Sumber data primer berisi pendapat masyarakat desa Karang Pulau Putri Hijau yang mengetahui, mengalami dan mengikuti ritual kematian (tahlilan). Sehingga narasumber yang dapat dikonsultasikan antara lain tokoh masyarakat dan tokoh agama, pengurus (modin), pembuat masakan, tua dan muda yang terlibat langsung dalam perayaan kematian (tahlilan) yang masih menggunakan masakan ingkung dan sego wuduk sebagai jenis sedekah wajib. Sumber data sekunder berisi referensi atau referensi yang mendukung penelitian ini, seperti data monografi desa Karang Pulau, buku-buku yang membahas simbol, merupakan buku referensi penting untuk analisis kurban ingkung dan sego wuduk dalam penyelamatan dari kematian (tahlilan), sebagai serta sumber lain bahwa tradisi Islam Jawa, khususnya dalam ritual penyelamatan.

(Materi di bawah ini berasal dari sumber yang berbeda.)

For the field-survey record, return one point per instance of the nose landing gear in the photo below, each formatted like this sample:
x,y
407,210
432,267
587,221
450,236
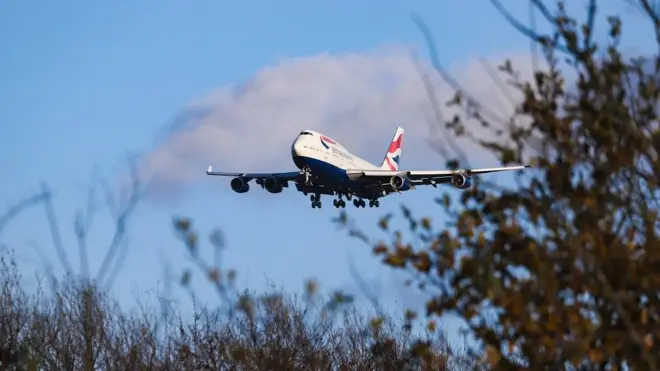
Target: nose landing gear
x,y
316,200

Teknik Pengumpulan Data 1. Observasi partisifatif

Menurut Jalaludin Rakhmat dalam buku Metode Penelitian Komunikasi, observasi adalah kegiatan kita yang paling penting dan merupakan teknik penelitian ilmiah yang penting. Pengamatan ini biasa digunakan dalam penelitian metode deskriptif dan menggambarkannya secara deskriptif 152, ini adalah pengamatan langsung perayaan kematian dengan ingkung dan sego wuduk yang dipraktikkan di desa Karang Pulau kecamatan Putri Hijau.

Teknik Analisis Data

Desa Karang Pulau merupakan desa yang berada di pinggiran kecamatan Putri Hijau dengan luas kurang lebih ± 98.350. Desa Karang Pulau adalah sebuah desa di daerah pinggiran kota, secara alami mengembangkan dan memajukan pendidikan dan bekerja di sini. Berikut tabel masyarakat desa Karang Pulau yang masih belajar baik di desa Karang Pulau maupun di luar desa Karang Pulau sebagai berikut:157.

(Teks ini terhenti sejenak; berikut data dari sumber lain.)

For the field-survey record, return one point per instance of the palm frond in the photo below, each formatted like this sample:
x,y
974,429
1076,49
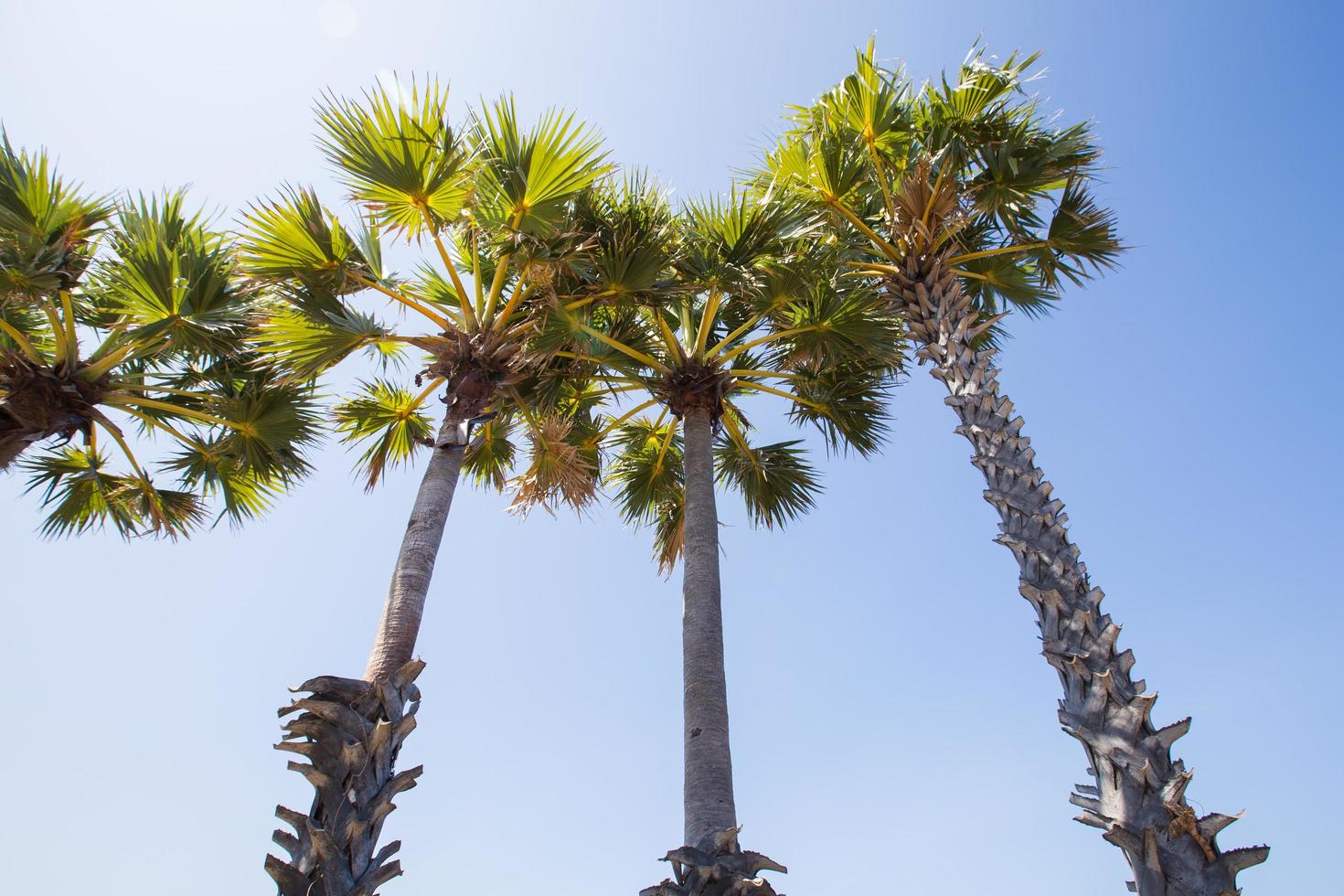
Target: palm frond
x,y
398,155
775,481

Setelah mengetahui sejarah desa Karang Pulau seperti yang telah dipaparkan di atas, maka perlu diketahui mengapa peneliti memilih lokasi desa ini sebagai tempat penelitian karena desa Karang Pulau merupakan desa paling ujung kecamatan Putri Hijau yang masih membawa keluar tradisi merayakan kematian (tahlilan) menggunakan ingkung dan sego wuduk, yang diyakini sebagai mangkuk simbol penyucian bagi orang yang telah meninggal.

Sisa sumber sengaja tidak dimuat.